Il primo riguarda il negato visto di ingresso da parte del Sudafrica al Dalai Lama, impedendo così al leader religioso tibetano la partecipazione al summit dei premi Nobel per la pace che si sarebbe dovuto svolgere dal 13 al 15 ottobre a Città del Capo. Per dovere di cronaca, va detto che l’indignazione per l’episodio ha suscitato un tale moto di sdegno che ha portato gli organizzatori, su espressa richiesta degli altri Nobel, a ripensare l’evento in un paese “amico” e candidando Roma come probabile sede.
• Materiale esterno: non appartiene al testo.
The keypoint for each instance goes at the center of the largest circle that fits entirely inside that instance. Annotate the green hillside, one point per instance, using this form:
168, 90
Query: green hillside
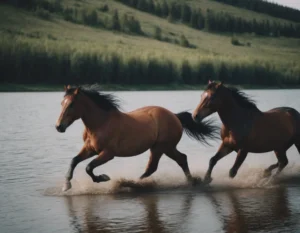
42, 46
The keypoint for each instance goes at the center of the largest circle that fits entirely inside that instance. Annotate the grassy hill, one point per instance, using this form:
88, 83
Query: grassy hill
41, 47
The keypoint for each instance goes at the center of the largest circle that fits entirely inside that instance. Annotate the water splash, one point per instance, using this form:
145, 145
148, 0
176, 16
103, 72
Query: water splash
250, 178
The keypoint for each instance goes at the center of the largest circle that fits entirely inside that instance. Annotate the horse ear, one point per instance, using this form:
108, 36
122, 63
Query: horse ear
76, 91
Per capire cosa c’entri la Cina con questa decisione assurda del Presidente Jacob Zuma, basti pensare che i paesi del BRIC – una sorta di comunità di stati alternativa al blocco atlantico composta da Brasile, Russia, India e Cina – hanno da qualche tempo (dicembre 2010) aperto le porte alla nazione sudafricana permettendole così una ribalta che, stando ai parametri economici e di sviluppo degli altri membri, sembra un po’ pretestuosa. Ovviamente lo sponsor del neo membro è la Cina, che investe pesantemente nel paese e ha tutto da guadagnare nel pubblicizzare un suo satellite. L’immagine del Sudafrica ne esce alquanto malconcia, ma Zuma non sembra molto preoccupato dalla questione. Come del resto la Cina che non commenta e incassa compiaciuta. Una notizia destinata a sgonfiarsi velocemente.
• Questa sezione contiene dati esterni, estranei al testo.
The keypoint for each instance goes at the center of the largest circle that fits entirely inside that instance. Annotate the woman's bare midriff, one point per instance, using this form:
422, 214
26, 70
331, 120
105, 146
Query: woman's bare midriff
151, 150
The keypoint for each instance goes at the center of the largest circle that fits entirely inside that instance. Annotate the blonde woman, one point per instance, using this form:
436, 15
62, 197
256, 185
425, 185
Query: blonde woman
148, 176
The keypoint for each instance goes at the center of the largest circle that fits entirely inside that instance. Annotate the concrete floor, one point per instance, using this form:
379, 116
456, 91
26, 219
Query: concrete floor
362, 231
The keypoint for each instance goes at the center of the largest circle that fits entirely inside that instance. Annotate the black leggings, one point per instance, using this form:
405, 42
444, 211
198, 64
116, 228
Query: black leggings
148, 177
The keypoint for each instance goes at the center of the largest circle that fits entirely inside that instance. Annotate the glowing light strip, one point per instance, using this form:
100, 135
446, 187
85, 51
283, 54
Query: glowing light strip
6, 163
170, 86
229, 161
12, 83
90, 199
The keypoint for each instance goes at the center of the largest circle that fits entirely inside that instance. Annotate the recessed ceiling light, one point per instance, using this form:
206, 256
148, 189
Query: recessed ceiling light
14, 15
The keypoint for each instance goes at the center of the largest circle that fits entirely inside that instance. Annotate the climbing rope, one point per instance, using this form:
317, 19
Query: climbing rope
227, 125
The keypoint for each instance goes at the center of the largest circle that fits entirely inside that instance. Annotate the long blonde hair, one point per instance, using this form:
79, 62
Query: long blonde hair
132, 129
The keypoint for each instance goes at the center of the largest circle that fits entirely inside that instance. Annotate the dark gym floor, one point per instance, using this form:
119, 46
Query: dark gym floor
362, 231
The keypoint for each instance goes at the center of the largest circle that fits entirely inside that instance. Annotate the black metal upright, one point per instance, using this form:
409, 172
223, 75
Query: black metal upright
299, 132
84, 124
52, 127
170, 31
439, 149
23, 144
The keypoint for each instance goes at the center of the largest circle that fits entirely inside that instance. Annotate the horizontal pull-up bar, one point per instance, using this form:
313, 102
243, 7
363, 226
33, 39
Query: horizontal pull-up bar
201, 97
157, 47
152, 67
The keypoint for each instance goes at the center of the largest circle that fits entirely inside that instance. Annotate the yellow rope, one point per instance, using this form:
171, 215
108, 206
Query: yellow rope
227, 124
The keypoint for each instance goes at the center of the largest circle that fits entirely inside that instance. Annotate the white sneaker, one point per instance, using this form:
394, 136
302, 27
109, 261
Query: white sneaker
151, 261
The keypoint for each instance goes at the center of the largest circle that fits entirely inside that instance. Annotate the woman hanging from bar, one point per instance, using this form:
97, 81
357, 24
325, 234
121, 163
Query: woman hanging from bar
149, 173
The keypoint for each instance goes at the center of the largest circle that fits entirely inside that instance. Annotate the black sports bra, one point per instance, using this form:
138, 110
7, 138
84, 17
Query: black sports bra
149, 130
Quello che invece la “terra di mezzo” non poteva proprio immaginare, era che al suo interno qualcuno potesse avanzare pretese democratiche. Aspirazioni apertamente in contraddizione con l’impianto generale del Paese la cui onda lunga rischia di togliere il sonno ai vertici del Partito. Hong Kong, un territorio già di per sé con una storia travagliata alle spalle, continua così a tormentare i vertici del Partito. Dalla Guerra dell’Oppio in poi, questo pezzo di Cina ha avuto un percorso problematico, diviso tra la corona inglese e le truppe nipponiche che lo invasero mettendo a ferro e fuoco tutto e compiendo atti efferati sulla popolazione inerme. Nel 1997 la Gran Bretagna decise che era tempo di abbandonare questo residuo della grandezza imperiale che fu e restituì Hong Kong alla Madrepatria, contenta di annettere così nuovamente a sé una terra tanto importante. Quello che non sapeva, era che proprio da qui sarebbe montata la più grande protesta di piazza dai tempi di Tienanmen.
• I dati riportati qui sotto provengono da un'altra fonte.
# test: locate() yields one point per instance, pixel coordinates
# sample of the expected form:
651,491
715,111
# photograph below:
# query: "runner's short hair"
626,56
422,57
Le richieste dei manifestanti sono chiare: non interferenza nelle prossime elezioni per il governatore da parte del partito e quindi di Pechino. Appellandosi all’accordo che garantiva “un paese, due sistemi”, gli umbrella man – così soprannominati per aver usato gli ombrelli contro i lanci dei fumogeni – hanno paralizzato di fatto uno tra gli hub finanziari più importanti d’Asia. Dopo qualche tentennamento iniziale, la situazione ha rischiato di prendere una brutta piega a causa dell’intromissione di non meglio specificati personaggi che, mischiandosi a quanti indispettiti per le ripercussioni del blocco pro – democratico, hanno alzato il livello di scontro.
Ad oggi sembra che la tensione stia scemando per le aperture che il governo di Hong Kong sta facendo e che dovrebbero portare al confronto tra rappresentanti di entrambi gli schieramenti per una risoluzione pacifica della cosa. Di certo c’è che Pechino non accetterà di buon grado che venga messa in discussione una sua direttiva, a prescindere da cosa uscirà da questi colloqui.